What Makes a Good Git Commit

Aug 13, 2024    #how-to   #git  

Introduction

I want to kick off this series of articles on git with the humble commit. Commits are the basic unit of change in your codebase. Like an atom, you cannot break things down any further than a commit1. Git automatically keeps track of which files were changed, who changed them, and when. It is up to YOU, however, to decide what information is added to that commit to give context to others or your future self about the changes.

To expand on this, let’s break down the two (user definable) attributes of a commit. When we make a commit, we get to say what message is attached to it, and what changes to include. We’ll start with what makes a good commit message, and then move on to considering how to structure your changes by deciding which file changes should be included in one commit vs another.

What makes a good commit message

The message heading

Writing a commit message is a time for you to step back and think about the changes you’ve made. What problem were you trying to address by making these changes? What is expected outcome in the application as a result of those changes? Git can tell you via the diff that you made a function called 'get_latest_foo()' in foo_handler.rs, only the mind that wrote the function can say why you wrote get_latest_foo().

If you’ve ever tried to debug a problem and walk through the commit history to find when a bug was introduced, you may have experienced the pain of lousy commit messages. Changed some stuff does not spark joy. Updated Controller, though slightly more descriptive, still does not help the reader to understand anything about the change beyond what was changed.
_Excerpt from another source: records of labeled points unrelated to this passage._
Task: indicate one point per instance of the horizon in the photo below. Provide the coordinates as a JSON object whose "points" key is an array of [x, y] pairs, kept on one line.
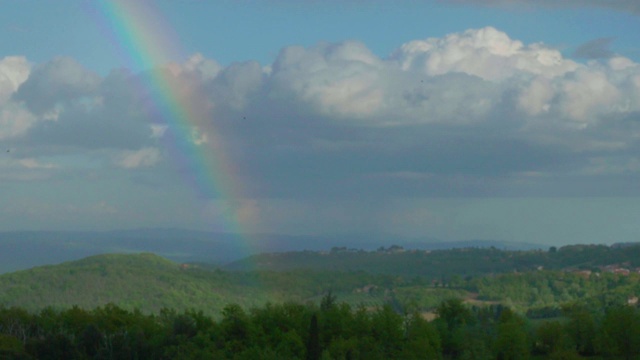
{"points": [[427, 119]]}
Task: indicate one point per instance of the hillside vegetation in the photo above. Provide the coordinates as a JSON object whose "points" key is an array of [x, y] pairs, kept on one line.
{"points": [[529, 281]]}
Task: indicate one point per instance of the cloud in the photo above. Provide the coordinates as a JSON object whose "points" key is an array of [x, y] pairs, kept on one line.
{"points": [[595, 49], [470, 113], [14, 70], [57, 82], [141, 158], [630, 6]]}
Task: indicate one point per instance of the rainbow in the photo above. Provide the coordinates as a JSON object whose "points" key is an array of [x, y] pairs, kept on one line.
{"points": [[147, 43]]}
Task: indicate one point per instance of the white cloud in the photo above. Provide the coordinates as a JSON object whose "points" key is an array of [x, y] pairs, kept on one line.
{"points": [[14, 70], [487, 53], [14, 120], [631, 6], [336, 79], [145, 157]]}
It is critical to recognize that commits are more than just a way to back up your work onto a remote server (e.g. GitHub). Commits are a developer’s first and most valuable source of clues as to why the application is behaving the way it is. Their efforts can either be aided by a helpful commit message like Move foo retrieval logic to dedicated handler or hindered by a message like wip updates.
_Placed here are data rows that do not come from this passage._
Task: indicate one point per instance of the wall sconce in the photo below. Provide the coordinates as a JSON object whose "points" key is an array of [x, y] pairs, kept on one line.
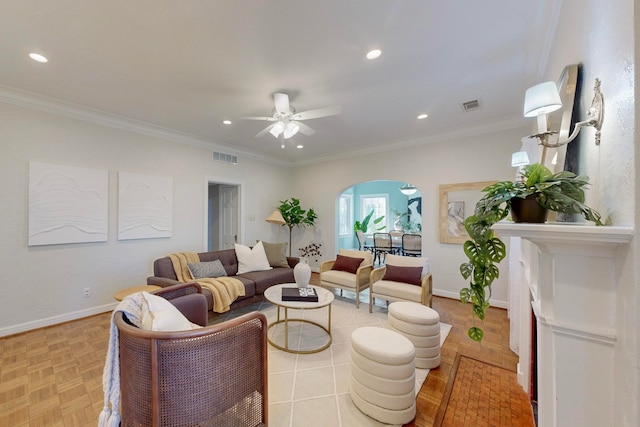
{"points": [[408, 189], [535, 107], [519, 158]]}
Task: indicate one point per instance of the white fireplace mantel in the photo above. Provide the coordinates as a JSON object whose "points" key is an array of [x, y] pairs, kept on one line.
{"points": [[573, 295]]}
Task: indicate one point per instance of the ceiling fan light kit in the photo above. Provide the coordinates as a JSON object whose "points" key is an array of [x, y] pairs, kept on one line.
{"points": [[286, 118]]}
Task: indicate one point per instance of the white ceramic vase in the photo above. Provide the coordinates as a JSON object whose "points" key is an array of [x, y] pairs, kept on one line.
{"points": [[302, 273]]}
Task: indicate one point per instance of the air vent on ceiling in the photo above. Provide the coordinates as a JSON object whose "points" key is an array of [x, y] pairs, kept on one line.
{"points": [[227, 158], [471, 105]]}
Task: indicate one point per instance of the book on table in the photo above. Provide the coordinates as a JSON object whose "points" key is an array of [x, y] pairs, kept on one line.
{"points": [[299, 294]]}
The header should be short (~50 characters according to Linus Torvolds, the creator of git) though this is not a hard requirement. It should be short enough to grok quickly, and state in the imperative2 mood what was changed.

The message body

If you have a good heading on your commit message, you’re good right? One could argue this the header (the first line of the commit message) is all that is necessary in a commit message, after all, the first line is all you would see in the standard git log, but the body of a commit provides a great place to describe in full prose the intent of your change.

When adding a body, you are required to have at least (but preferably only) one blank line between the header and the body:

This is the heading

This is the body of the message. I'm going to put much more content
here since I have more room here.

This is the place for you to provide all the essential context around why this change was made. Why was this change necessary? Is this being done in preparation for any future changes? What is the practical effect on the application/system as a result of this change? If the changes you made seem a bit odd at first glance (for example, not re-using existing functionality that accomplishes your task but instead implementing it from scratch) this is a great place to explain why the obvious approach was not suitable and why this approach is better.

You are basically trying to mind read your (or your coworker’s) future mind when they are looking back at your code. This may seem like an impossible task, but with practice as well as seeing examples of great commits (and even not-so-great commits) you will get a sense of what information is useful.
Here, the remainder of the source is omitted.